Does it pay to save Medicare?  You bet it does, and most of all no one legally has the right to be charged for services not received.   

We must save the system for many reasons.  The first step would be to tell Medicare about any mishandling of your personal records.  No one is punished for telling the truth, and the way health care is today all they need is your name, social security number, and a recording of the conversation to get down to the matter at hand.

I advise never sit back and let others run your health care and take charge of your own health.  Always ask for a complete record while at the doctors.  These simple measures can help protect the system and your future care.  

Saving Medicare and Social Security was last modified: July 27th, 2012 by Nancy Duci Denofio

4 Responses to "Saving Medicare and Social Security"

  1. Paul Collins
    authorpaulcollins  Friday, July 27, 2012 at 19:29

    Essential healthcare should be free. If it is not essential, then you should pay full value. The same goes for education!

  2. Nancy Duci Denofio  Sunday, July 29, 2012 at 16:50

    Interesting comment Paul. I do have one question, essential health care can swing in both directions – first those who never miss a yearly check up, is essential, and those with an illness, surgery, long term care needs which needs high cost medical care – perhaps from an accident or even something genetic. And the medication is another factor to keep those people in need at their best. Your thoughts, essential? Sincerely, and thanks for posting.

  3. Andrew J. Sacks  Wednesday, November 14, 2012 at 21:14

    We in America should learn from Europe and from our worthy neighbor, Canada, about universal healthcare, administered for the most part well.

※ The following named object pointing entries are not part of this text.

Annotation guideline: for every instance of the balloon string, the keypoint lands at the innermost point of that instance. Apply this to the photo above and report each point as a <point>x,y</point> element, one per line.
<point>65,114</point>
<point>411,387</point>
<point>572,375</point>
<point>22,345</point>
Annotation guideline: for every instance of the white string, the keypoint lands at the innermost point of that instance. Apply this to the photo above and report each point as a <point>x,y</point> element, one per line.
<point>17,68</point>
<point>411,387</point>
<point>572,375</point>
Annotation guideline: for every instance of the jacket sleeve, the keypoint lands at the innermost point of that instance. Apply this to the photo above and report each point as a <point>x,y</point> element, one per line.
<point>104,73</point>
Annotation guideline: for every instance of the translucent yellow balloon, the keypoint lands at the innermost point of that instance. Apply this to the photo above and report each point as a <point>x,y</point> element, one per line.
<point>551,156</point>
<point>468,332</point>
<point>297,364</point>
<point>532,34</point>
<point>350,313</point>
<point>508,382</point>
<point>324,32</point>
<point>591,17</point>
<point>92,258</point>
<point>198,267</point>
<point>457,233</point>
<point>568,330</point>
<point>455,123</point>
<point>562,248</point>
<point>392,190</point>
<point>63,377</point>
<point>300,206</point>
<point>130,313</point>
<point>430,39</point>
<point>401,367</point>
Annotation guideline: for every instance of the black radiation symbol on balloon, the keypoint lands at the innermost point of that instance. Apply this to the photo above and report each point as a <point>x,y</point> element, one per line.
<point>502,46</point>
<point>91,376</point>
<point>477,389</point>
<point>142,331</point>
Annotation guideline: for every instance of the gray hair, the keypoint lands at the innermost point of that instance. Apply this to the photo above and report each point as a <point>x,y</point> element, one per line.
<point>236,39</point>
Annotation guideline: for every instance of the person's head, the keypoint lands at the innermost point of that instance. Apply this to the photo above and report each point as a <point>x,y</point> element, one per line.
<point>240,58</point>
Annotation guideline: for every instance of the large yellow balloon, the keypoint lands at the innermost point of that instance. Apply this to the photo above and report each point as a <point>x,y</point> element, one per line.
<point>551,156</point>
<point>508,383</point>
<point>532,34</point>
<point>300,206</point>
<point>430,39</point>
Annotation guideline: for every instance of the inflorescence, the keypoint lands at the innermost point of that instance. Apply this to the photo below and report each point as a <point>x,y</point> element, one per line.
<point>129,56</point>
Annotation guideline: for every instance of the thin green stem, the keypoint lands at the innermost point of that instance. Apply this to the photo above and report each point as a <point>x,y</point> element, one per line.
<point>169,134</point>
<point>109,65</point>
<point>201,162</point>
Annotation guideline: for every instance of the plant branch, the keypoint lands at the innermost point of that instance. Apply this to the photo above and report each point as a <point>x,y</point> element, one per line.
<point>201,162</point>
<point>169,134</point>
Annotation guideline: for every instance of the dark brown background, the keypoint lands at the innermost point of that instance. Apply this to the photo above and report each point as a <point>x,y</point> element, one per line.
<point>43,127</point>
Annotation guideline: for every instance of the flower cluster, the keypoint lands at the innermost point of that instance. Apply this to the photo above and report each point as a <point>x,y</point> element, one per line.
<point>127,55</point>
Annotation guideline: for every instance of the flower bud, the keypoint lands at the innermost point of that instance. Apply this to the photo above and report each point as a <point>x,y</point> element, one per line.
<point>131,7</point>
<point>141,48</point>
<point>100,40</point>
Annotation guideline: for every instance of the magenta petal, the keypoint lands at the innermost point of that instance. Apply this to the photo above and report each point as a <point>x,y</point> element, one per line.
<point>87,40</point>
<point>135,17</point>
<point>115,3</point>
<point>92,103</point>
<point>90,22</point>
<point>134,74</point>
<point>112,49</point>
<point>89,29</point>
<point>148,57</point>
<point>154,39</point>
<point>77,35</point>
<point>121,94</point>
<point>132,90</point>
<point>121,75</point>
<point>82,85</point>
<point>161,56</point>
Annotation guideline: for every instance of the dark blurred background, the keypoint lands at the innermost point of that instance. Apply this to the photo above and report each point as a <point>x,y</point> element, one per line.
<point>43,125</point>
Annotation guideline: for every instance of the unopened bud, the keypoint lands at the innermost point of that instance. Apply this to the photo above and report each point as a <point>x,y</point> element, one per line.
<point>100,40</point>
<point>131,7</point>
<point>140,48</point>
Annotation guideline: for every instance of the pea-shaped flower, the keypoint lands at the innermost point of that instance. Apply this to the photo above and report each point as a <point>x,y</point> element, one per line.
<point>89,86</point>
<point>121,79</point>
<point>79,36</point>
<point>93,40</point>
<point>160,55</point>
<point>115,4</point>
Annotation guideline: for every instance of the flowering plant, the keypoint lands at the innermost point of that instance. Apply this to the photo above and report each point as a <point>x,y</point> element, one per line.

  4. RHPolitz  Sunday, February 17, 2013 at 18:52

    As I remember learning, the Federal Insurance Contributions Act (FICA – Later split into Social Security and Medicare) was deducted from every worker’s pay and matched by the employer. The monies deducted were to be held in trust, administered by and later disbursed by our government back to the employees who paid it over their working lifetime. Neither workers nor employers had a choice as this was enacted as a mandatory tax and not as a payment or contribution for “Insurance”.

    The “trust” we, the people, placed in our government officials was betrayed when they raided the huge pool of money collected by this tax and used it for other things, much of which was “pork barrel spending”. Whether or not it was prudent and necessary for them to do that is an unanswered question but one thing is for sure, this “robbing Peter to pay Paul” issue has pretty much destroyed the population’s faith and trust in our government’s ability to faithfully administer anything when it comes to large amounts of money.

    So then, why should we trust our govenrment to run a “Single Payer” National Health Care System?